The temporal trend toward “advanced age at first full term pregnancy” among US women has probably resulted in increasing numbers of pregnancy-associated breast cancers (i.e., variously defined as diagnosed during pregnancy and within either a year or a few years postpartum) that may have a tendency toward late stage at diagnosis [30]. A response to this hypothesis [4], however, noted that distant stage incidence rates in SEER showed the largest temporal increase (1992–2009) for women aged 25–34 years [1], and the magnitude of the increase (APC) declined progressively with rising age [1, 4] as also found in the present study of rates for 2000–2011. In contrast, an increase in US women having their first childbirth at age 35+ (predominantly 35–44) years had the largest impact on the rising average age at first childbirth in US women over time, and this trend was greater during the 1970s and 1980s than in later years [31]. Clearly, studies are needed using databases other than SEER [1, 4]. Linkages of cancer registries with birth databases, for example, could be used to examine temporal trends in pregnancy-associated breast cancers, as done in Australia [32], but apparently studies have not reported trends for these breast cancers by stage at diagnosis and tumor markers.
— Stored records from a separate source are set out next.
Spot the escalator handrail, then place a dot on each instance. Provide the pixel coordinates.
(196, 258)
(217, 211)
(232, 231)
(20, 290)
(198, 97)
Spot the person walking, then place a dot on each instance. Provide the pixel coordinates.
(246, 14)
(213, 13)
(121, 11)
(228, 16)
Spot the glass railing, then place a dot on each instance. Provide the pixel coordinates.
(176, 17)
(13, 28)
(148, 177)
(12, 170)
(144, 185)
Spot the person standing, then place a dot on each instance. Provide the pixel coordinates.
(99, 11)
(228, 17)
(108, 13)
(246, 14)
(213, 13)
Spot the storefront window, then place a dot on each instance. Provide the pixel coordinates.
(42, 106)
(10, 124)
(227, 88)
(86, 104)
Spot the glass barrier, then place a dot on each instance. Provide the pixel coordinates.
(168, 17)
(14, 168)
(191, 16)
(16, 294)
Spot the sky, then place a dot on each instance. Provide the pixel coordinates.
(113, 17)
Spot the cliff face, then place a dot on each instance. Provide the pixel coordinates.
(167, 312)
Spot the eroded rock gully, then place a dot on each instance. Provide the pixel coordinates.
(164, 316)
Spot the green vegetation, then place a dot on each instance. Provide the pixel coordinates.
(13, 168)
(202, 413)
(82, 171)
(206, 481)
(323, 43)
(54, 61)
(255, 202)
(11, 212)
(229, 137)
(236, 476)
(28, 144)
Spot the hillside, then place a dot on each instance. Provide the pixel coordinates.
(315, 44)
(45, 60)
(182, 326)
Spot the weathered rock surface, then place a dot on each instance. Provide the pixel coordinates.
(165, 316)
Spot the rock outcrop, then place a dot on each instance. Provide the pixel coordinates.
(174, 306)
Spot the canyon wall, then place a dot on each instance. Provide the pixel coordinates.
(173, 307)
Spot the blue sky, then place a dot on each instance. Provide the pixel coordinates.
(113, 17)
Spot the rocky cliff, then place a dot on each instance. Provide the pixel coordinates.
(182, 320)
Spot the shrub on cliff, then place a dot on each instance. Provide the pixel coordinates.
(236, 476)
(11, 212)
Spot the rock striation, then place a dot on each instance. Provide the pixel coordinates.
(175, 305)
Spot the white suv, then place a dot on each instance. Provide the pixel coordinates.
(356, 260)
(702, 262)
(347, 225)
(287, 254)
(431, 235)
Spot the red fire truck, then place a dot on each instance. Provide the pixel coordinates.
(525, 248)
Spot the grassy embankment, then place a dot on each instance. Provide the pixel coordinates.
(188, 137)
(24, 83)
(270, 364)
The temporal increase in 3-year RSR for age 25–49 years within both regional and distant summary stages but not localized stage, especially within the ER−/PR− subgroup (Table 3), does not contradict the hypothesis of the Will Rogers phenomenon. Studies are needed, however, that include data on systemic therapies (endocrine therapy and chemotherapy) which were not included in the database [7] because routinely collected SEER data are incomplete. Limited studies on temporal trends in survival among patients with an initial (de novo) diagnosis of metastatic breast cancer have included data on systemic therapies but suggest modest increases in survival that may be due in part to improvements in endocrine therapy and the recent introduction of trastuzumab for certain subgroups of patients [33].

5. Conclusions

Findings provide some support for the hypothesis of stage migration as one potential factor in the increase in distant stage breast cancer incidence rates at age <50 years, mainly for ER negative cancers. Future studies should involve databases that can document the specific staging techniques used by year of diagnosis but also should consider alternative hypotheses involving temporal changes in risk factors for ER+ cancers (especially those diagnosed at distant stage). Studies should assess the impact of temporal advances in systemic therapies on trends in stage-specific survival rates for subgroups defined by tumor markers (ER, PR, and HER2) in addressing the hypothesis of the Will Rogers phenomenon.


Anthony P. Polednak is retired from the Connecticut Tumor Registry, Connecticut Department of Public Health, Hartford, CT.

Conflict of Interests

The author declares that there is no potential conflict of interests for this work.